На сей раз выхода (как могло показаться) не оставалось. Пятнадцатого февраля Каз и Винье сошлись в Медонском лесу; Каз скончался через месяц и неделю, оставив вдову, двоих детей и скудный гонорар за первый, только что напечатанный роман. Но умер он с истинно писательскими словами на устах. В последний, роковой день навестить его пришли Гюисманс и Гонкур. Гюисмансу разрешили буквально на пару секунд зайти к молодому романисту, который только и сумел выговорить: «Ты прочел мою книгу?»
Через девять лет журналиста Жюль-Ипполита Перше, писавшего под псевдонимом Гарри Алис, подстерегла самая маловероятная из всех профессиональных опасностей: он погиб от руки своего читателя. В то время Алису было тридцать семь лет, он дружил с Мопассаном и занимался африканистикой. В «Журналь де деба» от 24 февраля 1895 года Алис взялся отстаивать правомерность французской колониальной экспансии в Конго. Некий капитан Ле Шателье, глава Общества изучения Французского Конго, ответил этому изданию письмом, в котором поправил журналиста. При публикации этого письма Алис добавил внизу собственный комментарий и написал Ле Шателье личное послание. Градус обмена мнениями повышался: Ле Шателье винил Алиса за то, что тот «продал свое перо бельгийцам», – и в конце концов дело дошло до взаимных обвинений в финансовой нечистоплотности. Дуэль в понимании обоих стала неизбежностью.
Чтобы не волновать жену и детей, Алис устроил для них пикник на острове Гранд-Жатт (который десятью годами ранее увековечил Сёра). Усадив родных за столик в кафе на открытом воздухе, он извинился и сказал, что должен отлучиться для встречи со знакомым. А сам направился в близлежащий ресторан «Ле Мулен Руж». Дуэль состоялась в танцевальном зале. Родные увидели Алиса уже мертвым.
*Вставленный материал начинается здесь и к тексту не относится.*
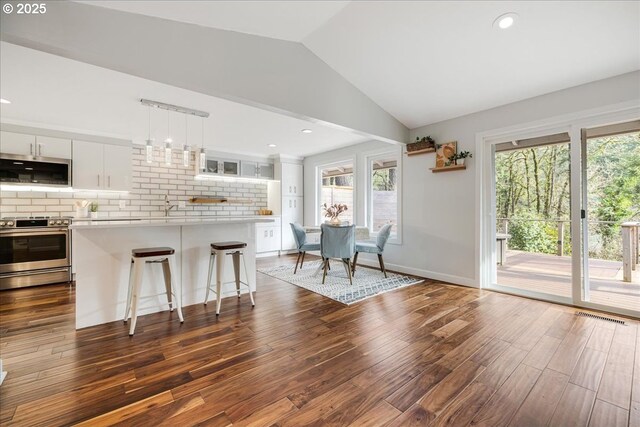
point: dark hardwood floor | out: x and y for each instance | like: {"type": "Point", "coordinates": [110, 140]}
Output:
{"type": "Point", "coordinates": [428, 355]}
А что же Поцци? Где был Поцци во время тех неистовых поединков, на которые толкала мужчин клоунесса-честь? Нетрудно было бы вообразить его в качестве приглашенного медика, готового остановить поток праведной крови. Он и в самом деле поддержал даже хладнокровного и погруженного в себя графа Робера де Монтескью, когда того спровоцировали на дуэль. Нетрудно вообразить его и в роли ученого мужа – наблюдателя этих псевдоромантических обменов пулями и колотыми ранами. Но Поцци успевал всюду, присутствовал тут и там, всегда оставаясь в гуще событий. В конце 1899 года, уже в роли сенатора от Дордони, он участвовал в парламентском заседании, когда сессия Верховного суда рассматривала подрывную деятельность одной расистско-националистической группировки шовинистов и роялистов. Выбранный по жребию, Поцци проявил солидарность с теми членами сенатской следственной комиссии, которые требовали суда над заговорщиками. Среди последних оказался и Поль Дерулед, склонявший одного из военачальников повести войска на президентский дворец и требовавший его ареста за государственную измену; несмотря на это, он был оправдан. В июне следующего года в Медицинском клубе на авеню де л’Опера Поцци столкнулся с приятелем Деруледа доктором Полем Девийером.